Steele's sophomore season started with national attention. After a stellar true freshman season in which he started every game at point guard, Steele was a first-team preseason all-SEC pick.
But as soon as the Crimson Tide's season started tumbling, Steele's did, too. He took an inadvertent hit in a November practice, and felt back pain in his team's 11-point loss to Memphis on Nov. 17. It increased during the next two games.
By the time Alabama hosted Notre Dame on Dec. 7, Steele's back had become a major issue.
"One day during practice it kind of locked up on me," Steele said. "I couldn't even walk."
Trainers advised Steele and his parents that the best option was two days' worth of aggressive treatment in the hospital.
After Alabama's loss to Notre Dame, Steele entered DCH Regional Hospital and spent the night.
He got up and went to class the next day and practice, too, though he didn't participate.
After more back treatments at the hospital the next night, he made the trip with the team to Temple on Dec. 9, where he played 35 minutes and scored 10 points in Alabama's 68-58 loss.
That was the low point of Steele's season.
"It was frustrating after he hurt his back," said his father, Ronald Steele Sr. "His mobility was short. He was trying to play through it.

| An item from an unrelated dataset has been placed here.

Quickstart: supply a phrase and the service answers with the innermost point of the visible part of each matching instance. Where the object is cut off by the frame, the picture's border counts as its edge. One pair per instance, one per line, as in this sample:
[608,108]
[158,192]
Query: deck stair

It was obvious he was in a lot of pain.
"All we could tell him was to hang in there and get better, keep going, and we'd pray for him."
Soon, Steele started to feel like his old self.
Finals provided a week-long break from games after the team returned from Philadelphia, and he scored 11 points in 31 minutes in a blowout win over Georgia State on Dec. 17.
Five days later, he played 40 minutes, scoring 14, in the Tide's loss to North Carolina State.
In many areas, though, his production isn't up to freshman-year levels.
He's dropped about 9 percentage points in field-goal shooting (38.2 percent now compared to 47.3 percent a year ago) and has 1.3 fewer assists per game (3.7 assists now, 5.0 last year).
But scoring is up (10.9 compared to 7.9), due mainly to an offense that needs Steele to score more in the absence of Kennedy Winston and Earnest Shelton.
Too, Davis' injury has put Steele at off guard when freshman Brandon Hollinger has played.
Steele also has fractionally improved in both turnovers and steals.
"I have to play better than I ever have for us to have a chance to win," Steele said.
He's getting to experience the winning part. Like Saturday, in his first trip to Rupp, with his dad sitting in Section 37. The back spasms, too, seem to be history.
"I'm fine," Steele said Saturday, after the dozen or so reporters had cleared from his corner of a makeshift interview room.
"I guess you never know," he said earlier last week, "but hopefully it's over."